A 12-year climate record of wintertime wave-affected marginal ice zones in the Atlantic Arctic based on CryoSat-2

Abstract

Abstract. The wave-affected marginal ice zone (MIZ) is an essential part of the sea ice cover and crucial to the atmosphere–ice–ocean interaction in the polar region. While we primarily rely on in situ campaigns for studying MIZs, significant challenges exist for the remote sensing of MIZs by satellites. This study develops a novel retrieval algorithm for wave-affected MIZs based on the delay-Doppler radar altimeter on board CryoSat-2 (CS2). CS2 waveform power and waveform stack statistics are used to determine the part of the sea ice cover affected by waves. Based on the CS2 data since 2010, we generate a climate record of wave-affected MIZs in the Atlantic Arctic, spanning 12 winters between 2010 and 2022 (https://doi.org/10.5281/zenodo.8176585, Zhu et al., 2023).
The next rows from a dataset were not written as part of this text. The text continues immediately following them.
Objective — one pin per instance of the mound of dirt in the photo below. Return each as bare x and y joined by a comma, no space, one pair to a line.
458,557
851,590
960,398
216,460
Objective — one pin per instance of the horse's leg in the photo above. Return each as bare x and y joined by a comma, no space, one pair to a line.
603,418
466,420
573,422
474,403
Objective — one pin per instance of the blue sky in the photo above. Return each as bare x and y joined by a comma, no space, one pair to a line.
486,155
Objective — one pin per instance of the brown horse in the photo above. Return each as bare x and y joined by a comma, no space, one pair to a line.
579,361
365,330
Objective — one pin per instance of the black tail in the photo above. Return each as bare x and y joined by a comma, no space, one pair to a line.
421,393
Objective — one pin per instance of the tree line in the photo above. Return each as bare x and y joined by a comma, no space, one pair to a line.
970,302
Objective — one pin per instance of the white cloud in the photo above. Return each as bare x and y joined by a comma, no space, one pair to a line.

The MIZ record indicates no significant change in the mean MIZ width or the extreme width, although large temporal and spatial variability is present. In particular, extremely wide MIZ events (over 300 km) are observed in the Barents Sea, whereas in other parts of the Atlantic Arctic, MIZ events are typically narrower. We also compare the CS2-based retrieval with the retrievals based on the laser altimeter of ICESat2 and the synthetic aperture radar images from Sentinel-1. Under spatial and temporal collocation, we attain good agreement among the MIZ retrievals based on the three different types of satellite payloads. Moreover, the traditional sea-ice-concentration-based definition of MIZ yields systematically narrower MIZs than CS2, and no statistically significant correlation exists between the two. Beyond its application to CS2, the proposed retrieval algorithm can be adapted to historical and future radar altimetry campaigns. The synergy of multiple satellites can improve the spatial and temporal representation of the altimeters' observation of the MIZs.